Chapter 10 Regularization Methods

The regularization method is also known as the shrinkage method. It is a technique that constrains or regularizes the coefficient estimates. By imposing a penalty on the size of coefficients, it shrinks the coefficient estimates towards zero. It also intrinsically conduct feature selection and is naturally resistant to non-informative predictors. It may not be obvious why this technique improves model performance, but it turns out to be a very effective modeling technique. In this chapter, we will introduce two best-known regularization methods: ridge regression and lasso. The elastic net is a combination of ridge and lasso, or it is a general representation of the two.

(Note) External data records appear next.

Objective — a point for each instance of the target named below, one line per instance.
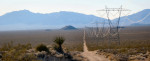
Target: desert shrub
(42, 47)
(16, 52)
(59, 41)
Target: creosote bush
(42, 47)
(17, 52)
(59, 41)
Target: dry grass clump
(12, 52)
(42, 47)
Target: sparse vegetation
(42, 47)
(18, 52)
(59, 41)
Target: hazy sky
(81, 6)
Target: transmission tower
(114, 28)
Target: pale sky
(81, 6)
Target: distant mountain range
(25, 19)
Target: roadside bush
(59, 41)
(42, 47)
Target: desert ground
(76, 40)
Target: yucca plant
(59, 41)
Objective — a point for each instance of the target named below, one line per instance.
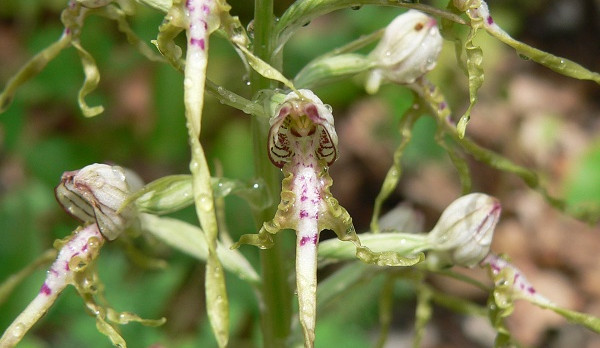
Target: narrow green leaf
(92, 78)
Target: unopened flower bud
(96, 194)
(463, 234)
(408, 49)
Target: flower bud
(408, 49)
(96, 194)
(463, 234)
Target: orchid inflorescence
(295, 131)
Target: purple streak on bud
(45, 290)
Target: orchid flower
(80, 250)
(97, 195)
(303, 143)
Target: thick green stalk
(276, 291)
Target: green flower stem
(386, 306)
(232, 99)
(303, 11)
(393, 175)
(276, 291)
(199, 24)
(7, 286)
(190, 239)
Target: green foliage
(43, 136)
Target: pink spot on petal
(45, 290)
(197, 42)
(304, 240)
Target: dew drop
(18, 330)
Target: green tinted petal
(387, 258)
(474, 68)
(331, 68)
(217, 305)
(120, 16)
(266, 70)
(395, 172)
(127, 317)
(558, 64)
(190, 239)
(165, 195)
(92, 78)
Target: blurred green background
(44, 134)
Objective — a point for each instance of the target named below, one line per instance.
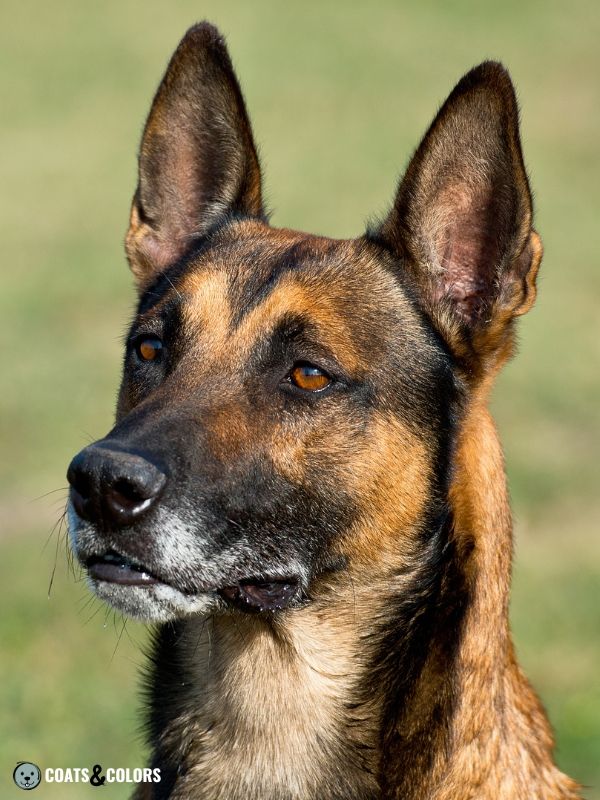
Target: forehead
(250, 278)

We talked about the variance bias trade-off in section 7.1. The variance of a learning model is the amount by which $\hat{f}$ would change if we estimated it using a different training data set. In general, model variance increases as flexibility increases. The regularization technique decreases the model flexibility by shrinking the coefficient and hence significantly reduce the model variance.

Load the R packages:

# install packages from CRAN
p_needed <- c('caret', 'elasticnet', 'glmnet', 'devtools',
              'MASS', 'grplasso')

packages <- rownames(installed.packages())
p_to_install <- p_needed[!(p_needed %in% packages)]
if (length(p_to_install) > 0) {
    install.packages(p_to_install)
}

lapply(p_needed, require, character.only = TRUE)

# install packages from GitHub
p_needed_gh <- c('NetlifyDS')

if (! p_needed_gh %in% packages) {
    devtools::install_github("netlify/NetlifyDS")
}

library(NetlifyDS)